Réactions des médias : le 27 novembre 2003

LE MONDE | 26.11.03 | 17h10

 

Sous la pression écologique, les agences de crédit adopteront-elles des règles de conduite plus strictes ?

 

C'est un des mécanismes les plus pervers et les plus ignorés des politiques économiques : le crédit de garantie à l'exportation encourage, en l'absence de règles de conduite, l'oubli de l'écologie et du social dans la gestion des grands (ou petits) projets de nombreux pays du Sud.

 

L'Organisation de coopération et de développement économiques (OCDE) s'est saisie du sujet, et pourrait adopter d'ici à la fin de l'année une "recommandation" à ce propos.

 

Le problème est assez simple : beaucoup d'exportations s'opèrent parce que l'exportateur se couvre par une assurance crédit qui lui garantira, en cas de défaillance du client, le paiement de ses biens ou de son travail.
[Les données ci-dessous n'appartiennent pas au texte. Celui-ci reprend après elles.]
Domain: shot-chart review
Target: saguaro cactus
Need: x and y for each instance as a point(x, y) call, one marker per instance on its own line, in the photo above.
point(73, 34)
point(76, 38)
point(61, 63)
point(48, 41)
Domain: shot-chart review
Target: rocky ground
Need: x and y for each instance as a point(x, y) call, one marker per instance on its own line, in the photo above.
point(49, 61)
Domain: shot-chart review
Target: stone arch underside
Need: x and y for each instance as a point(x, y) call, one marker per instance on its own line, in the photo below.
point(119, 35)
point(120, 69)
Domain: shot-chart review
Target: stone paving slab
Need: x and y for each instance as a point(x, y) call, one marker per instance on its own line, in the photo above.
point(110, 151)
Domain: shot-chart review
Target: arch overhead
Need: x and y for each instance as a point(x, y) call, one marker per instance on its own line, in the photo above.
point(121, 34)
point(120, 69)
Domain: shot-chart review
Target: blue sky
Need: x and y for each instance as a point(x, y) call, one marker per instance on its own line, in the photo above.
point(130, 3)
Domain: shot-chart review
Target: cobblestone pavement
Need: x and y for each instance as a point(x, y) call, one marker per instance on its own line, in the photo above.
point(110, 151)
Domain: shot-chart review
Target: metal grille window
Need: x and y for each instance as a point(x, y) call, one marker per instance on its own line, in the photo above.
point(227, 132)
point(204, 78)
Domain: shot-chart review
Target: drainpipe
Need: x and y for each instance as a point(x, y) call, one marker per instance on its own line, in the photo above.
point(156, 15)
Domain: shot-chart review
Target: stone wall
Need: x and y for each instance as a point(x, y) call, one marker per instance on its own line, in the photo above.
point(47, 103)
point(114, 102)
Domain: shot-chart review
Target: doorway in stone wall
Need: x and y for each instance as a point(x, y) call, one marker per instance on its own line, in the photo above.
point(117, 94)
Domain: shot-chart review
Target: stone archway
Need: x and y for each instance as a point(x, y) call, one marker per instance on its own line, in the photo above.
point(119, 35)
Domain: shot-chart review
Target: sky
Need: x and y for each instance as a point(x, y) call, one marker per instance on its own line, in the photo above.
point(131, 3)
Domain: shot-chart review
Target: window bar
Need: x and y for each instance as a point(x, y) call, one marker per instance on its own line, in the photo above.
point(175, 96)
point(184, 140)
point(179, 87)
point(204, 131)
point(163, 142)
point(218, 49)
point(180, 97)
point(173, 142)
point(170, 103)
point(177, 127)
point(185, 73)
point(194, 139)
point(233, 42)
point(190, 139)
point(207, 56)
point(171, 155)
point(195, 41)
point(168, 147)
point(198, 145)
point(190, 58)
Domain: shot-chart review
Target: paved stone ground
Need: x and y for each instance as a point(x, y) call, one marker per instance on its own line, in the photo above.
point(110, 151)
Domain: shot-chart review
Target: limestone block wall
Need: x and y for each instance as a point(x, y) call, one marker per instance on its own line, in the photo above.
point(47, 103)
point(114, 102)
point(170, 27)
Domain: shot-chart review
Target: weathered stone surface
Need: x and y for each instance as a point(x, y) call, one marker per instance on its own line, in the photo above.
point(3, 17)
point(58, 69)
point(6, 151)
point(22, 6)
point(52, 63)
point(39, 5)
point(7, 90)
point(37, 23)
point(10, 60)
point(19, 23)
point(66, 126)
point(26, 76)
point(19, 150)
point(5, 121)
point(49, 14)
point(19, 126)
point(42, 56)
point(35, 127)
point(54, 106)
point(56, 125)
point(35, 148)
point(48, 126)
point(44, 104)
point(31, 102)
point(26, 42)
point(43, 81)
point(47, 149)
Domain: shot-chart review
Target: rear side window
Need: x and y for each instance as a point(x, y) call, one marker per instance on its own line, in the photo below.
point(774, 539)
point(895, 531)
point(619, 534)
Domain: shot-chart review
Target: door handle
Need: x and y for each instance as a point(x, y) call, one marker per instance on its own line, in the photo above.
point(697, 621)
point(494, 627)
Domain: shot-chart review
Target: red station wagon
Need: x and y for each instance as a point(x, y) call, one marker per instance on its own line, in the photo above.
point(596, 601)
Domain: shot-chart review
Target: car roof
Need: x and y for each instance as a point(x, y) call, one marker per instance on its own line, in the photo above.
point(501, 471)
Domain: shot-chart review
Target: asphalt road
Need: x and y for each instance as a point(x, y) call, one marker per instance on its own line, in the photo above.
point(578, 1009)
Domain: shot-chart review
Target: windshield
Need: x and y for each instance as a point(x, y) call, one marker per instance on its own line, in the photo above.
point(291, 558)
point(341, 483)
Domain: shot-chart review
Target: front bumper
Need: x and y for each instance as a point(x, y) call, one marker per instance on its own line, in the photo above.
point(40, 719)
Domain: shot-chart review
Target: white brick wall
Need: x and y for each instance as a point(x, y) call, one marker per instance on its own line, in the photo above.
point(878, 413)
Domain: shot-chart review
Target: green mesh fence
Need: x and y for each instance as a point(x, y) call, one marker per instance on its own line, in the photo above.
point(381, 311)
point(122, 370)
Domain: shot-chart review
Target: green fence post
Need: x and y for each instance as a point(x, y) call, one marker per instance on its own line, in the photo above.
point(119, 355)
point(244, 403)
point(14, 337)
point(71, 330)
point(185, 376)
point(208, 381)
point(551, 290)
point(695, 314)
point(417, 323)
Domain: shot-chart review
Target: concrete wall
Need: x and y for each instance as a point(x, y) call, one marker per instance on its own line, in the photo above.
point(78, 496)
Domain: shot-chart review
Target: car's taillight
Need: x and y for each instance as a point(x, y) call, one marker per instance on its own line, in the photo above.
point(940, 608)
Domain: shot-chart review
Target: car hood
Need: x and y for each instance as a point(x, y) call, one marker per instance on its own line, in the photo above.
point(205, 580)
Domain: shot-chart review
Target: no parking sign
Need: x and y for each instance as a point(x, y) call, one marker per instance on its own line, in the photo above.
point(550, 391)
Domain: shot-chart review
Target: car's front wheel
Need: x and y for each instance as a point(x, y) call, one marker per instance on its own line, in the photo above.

Il se tourne à cette fin vers des agences de crédit, à statut semi-public, présentes dans chaque grand pays exportateur. Mais ces agences ne s'intéressent, pour beaucoup d'entre elles, qu'aux caractéristiques financières des opérations soutenues, sans se préoccuper de leur impact environnemental.

 

Si, pour beaucoup d'échanges de biens et services, cela ne pose pas de problèmes, il n'en va pas de même pour nombre de projets, le plus souvent énergétiques, menés dans des pays du tiers-monde. Des déplacement de populations indigènes, le non-respect des règles environnementales appliquées dans les pays riches, des destructions de forêts ou de milieux vierges sont souvent provoqués par ces opérations sans que les fournisseurs ne s'en inquiètent.

 

Or, le soutien des agences est souvent la condition économique de réalisation de ces projets, auxquels elles apportent chaque année entre 15 et 20 milliards d'euros. Si elles intégraient des règles d'analyse d'impact environnemental, comme ont commencé à le faire de grandes banques de développement, telle la Banque mondiale, ces projets souvent destructeurs ne verraient pas le jour ou seraient amendés dans un sens plus social et plus écologique. Oléoduc mis en cause au Pérou, barrage contesté dans le nord de l'Inde, forages pétroliers dénoncés à Sakhaline, en Russie, oléoduc de la Caspienne à la Turquie également décrié ne sont que quelques-uns des projets dont les écologistes locaux contestent la validité.

 

"Outre l'impact social et écologique, dit Hèlène Ballande, des Amis de la Terre, on demande plus de transparence dans l'usage des fonds des agences. On leur demande aussi qu'elles refusent les projets qui alourdissent la dette des pays pauvres."

 

Si les ONG réunies dans le réseau ECA Watch pointent depuis longtemps cette anomalie, ce n'est que depuis quelques années que les choses ont commencé à bouger. En 1995, en effet, l'agence américaine Ex-Im Bank a adopté des règles environnementales pour ses prêts. Mais les Américains constatèrent plus tard que plusieurs contrats sur le barrage des Trois Gorges, en Chine, leur échappaient, au profit de concurrents libres de s'affranchir des règles de l'Ex-Im Bank.

 

Les discussions ont alors commencé au sein de l'OCDE pour harmoniser les règles, puisqu'il y a là une distorsion de concurrence manifeste.

 

"Il est clair que les Etats-Unis ont lancé le mouvement, note un expert international. Ils viennent généralement dans les enceintes internationales quand ils veulent externaliser des contraintes internes".

 

Mais les choses n'avancent guère. Et la "recommandation" que pourrait adopter l'OCDE est contestée par ECA Watch en raison de la faiblesse de ses engagemements. Une faiblesse qui tient aussi au fait que, sous l'administration Bush, la position américaine est devenue beaucoup moins sourcilleuse.